Adoro la fama

Crítica de Roger Koza - Con los ojos abiertos

Una interesante película Zeitgeist que marca paradójicamente los límites del propio cine de su directora

Adoro la fama, la nueva película de Sofia Coppola, es su film más accesible y políticamente preciso. Su blanco es la sociedad del espectáculo, o la evolución perversa y pop de ese concepto unas décadas más tarde. Una evidencia: el deseo de fama se ha radicalizado hasta el infinito a través de las redes sociales, y el Joven, una especie simbólica ideal de ese universo comunicacional, delira en su exposición subjetiva en la red.

Compañera ideal de La red social, film no menos fallido que éste, Adoro la fama, basada en un hecho real, cuenta la historia de un grupo de adolescentes de clase media de Los Ángeles, conocidos como la pandilla “The Bling Ring”, quienes empiezan a robar casas de actores famosos como si se tratara de un deporte de riesgo. Cuando las grandes estrellas de cine y la televisión anuncian en las redes sociales que estarán de viaje llega la hora de usurpar. Entre los damnificados pueden estar Orlando Bloom, Lindsay Lohan, Rachel Bilson, Megan Fox, pero eso es pura anécdota.

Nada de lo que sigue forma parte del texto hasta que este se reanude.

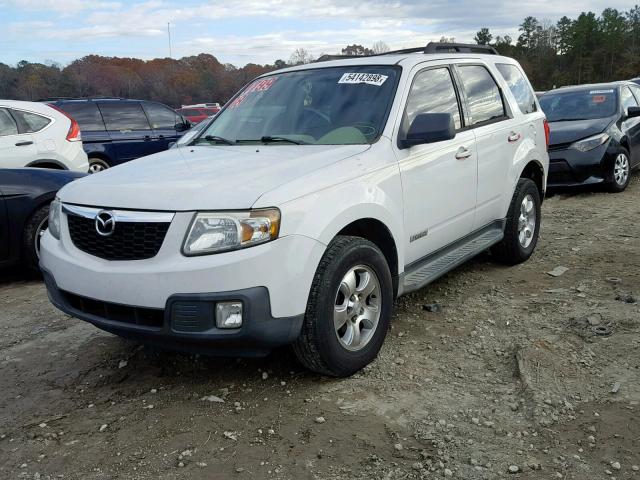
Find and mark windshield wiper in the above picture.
[198,135,236,145]
[549,118,589,122]
[260,135,301,145]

Está claro que no roban por necesidad sino por un imperativo no del todo consciente de reconocimiento público. Subir a Facebook las conquistas adquiridas y sumar fans y amigos constituyen una meta propia de la lógica del hedonismo material estadounidense, una forma de vida tan insustancial como ineficaz y que regula la intimidad de los miembros de la pandilla. En ese sentido, es clave en el relato las alusiones a la espiritualidad de corte New Age californiano, demasiado caricaturizado por momentos, pero un orden simbólico correlativo a ese culto al materialismo banal que el film retrata. Es un acierto que Emma Watson sea una de las elegidas para interpretar a las ladronas en cuestión. Su presencia remite a Harry Potter, otra vía del misticismo contemporáneo. En otras palabras: estos elementos funcionan como un contrapunto preciso de los robos y de una filosofía del Yo en donde la exhibición personal en el espacio público resulta una regla ineludible, un imperativo categórico. Una tesis: la espiritualidad citada es enteramente compatible con la acumulación sin límites. Segunda tesis: el famoso espacio privado en realidad jamás desaparece por llevar al límite el deseo de mostrarse, más bien se sugiere estrictamente lo opuesto: lo que se expande hasta el infinito es la privacidad en todos sus órdenes, la que trastoca lo público como tal hasta borrar esa dimensión que propone un límite entre el yo y el conjunto en convivencia.

El problema de Coppola es que para dar cuenta de un modelo de subjetividad elige una forma de expresión característica de esa subjetividad. La película por momentos está demasiado cerca (y es absorbida) por el modelo representacional que critica. El observador se convierte en lo observado y viceversa, o lo que se ve se duplica en cómo se ve. Es por eso que el pasaje en el Coppola elige una panorámica extensa para focalizar sobre un edificio en el que la pandilla está robando, plano que remite a cierta forma de filmar lo edilicio en Playtime, la directora oxigena el sistema formal de toda la película. Es allí, quizás el único momento, en donde Coppola toma distancia, literal y simbólicamente, de todo lo que muestra y demuestra.

Película síntoma, revelación conjunta: en la sociedad estadounidense el joven es una figura conceptual que organiza la mayoría de las prácticas sociales; Coppola, ya con 42 años, no parece encontrar nada relevante para filmar que no pertenezca a ese mismo grupo etario que define las características del consumo y la estética del mundo audiovisual, incluso su propio cine.